Ik heb *van* de party genoten.
Ik heb ervan genoten.


----------



## mirind4

thank you very much!


----------



## YellowOnline

Peterdg said:


> Ik heb *van* de party genoten.
> Ik heb ervan genoten.



Party? Zeg niet dat dit na het alomtegenwoordige 'kids' voor kinderen ook in zwang geraakt is. Tot nader order is dat...

"Ik heb *van* het feest genoten."
"Ik heb *van* de fuif genoten."


----------



## Peterdg

YellowOnline said:


> Party? Zeg niet dat dit na het alomtegenwoordige 'kids' voor kinderen ook in zwang geraakt is. Tot nader order is dat...
> 
> "Ik heb *van* het feest genoten."
> "Ik heb *van* de fuif genoten."


Oei, dat is al common usage  van toen ik uitging (en, kijk naar mijn profiel, da's al een tijdje geleden). En mijn dochter heeft een paar maanden geleden een house warming party gehouden.


----------



## NewtonCircus

Peterdg said:


> Oei, dat is al common usage  van toen ik uitging (en, kijk naar mijn profiel, da's al een tijdje geleden). En mijn dochter heeft een paar maanden geleden een house warming party gehouden.


Vroeger heette dit bij ons een TD . Ik kan mij vergissen maar ik denk niet dat deze benaming nog gebruikelijk is. Je had ook nog het woord _instuif. 
_


----------



## YellowOnline

NewtonCircus said:


> Vroeger heette dit bij ons een TD . Ik kan mij vergissen maar ik denk niet dat deze benaming nog gebruikelijk is.

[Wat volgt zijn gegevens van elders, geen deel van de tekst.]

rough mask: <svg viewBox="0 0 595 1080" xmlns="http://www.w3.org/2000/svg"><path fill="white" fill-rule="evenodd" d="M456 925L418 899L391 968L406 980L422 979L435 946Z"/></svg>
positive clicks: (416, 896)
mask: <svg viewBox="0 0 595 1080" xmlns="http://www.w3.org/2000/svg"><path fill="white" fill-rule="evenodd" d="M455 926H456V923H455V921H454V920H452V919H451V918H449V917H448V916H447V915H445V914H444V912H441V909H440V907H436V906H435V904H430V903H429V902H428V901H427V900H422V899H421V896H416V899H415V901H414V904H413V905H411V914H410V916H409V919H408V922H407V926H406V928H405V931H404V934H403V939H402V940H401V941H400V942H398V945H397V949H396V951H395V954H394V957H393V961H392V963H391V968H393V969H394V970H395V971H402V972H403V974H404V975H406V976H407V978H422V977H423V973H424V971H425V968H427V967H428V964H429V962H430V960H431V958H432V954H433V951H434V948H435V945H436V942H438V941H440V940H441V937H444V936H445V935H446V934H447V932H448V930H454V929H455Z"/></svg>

_TD_ (_thé dansant_) wordt (werd?) enkel in Vlaanderen gebruikt. Ik ben geen xenofobe purist, maar mensen die Nederlands als vreemde taal leren breng ik liever Nederlandse woorden bij ipv. ontleningen.


----------



## Timidinho

Ik zou inderdaad voor _het feest_ gaan. Best veel Nederlanders vinden het overigens irritant als onnodig Engelse woorden (_party_) gebruikt woorden in een verder Nederlands gesprek.


----------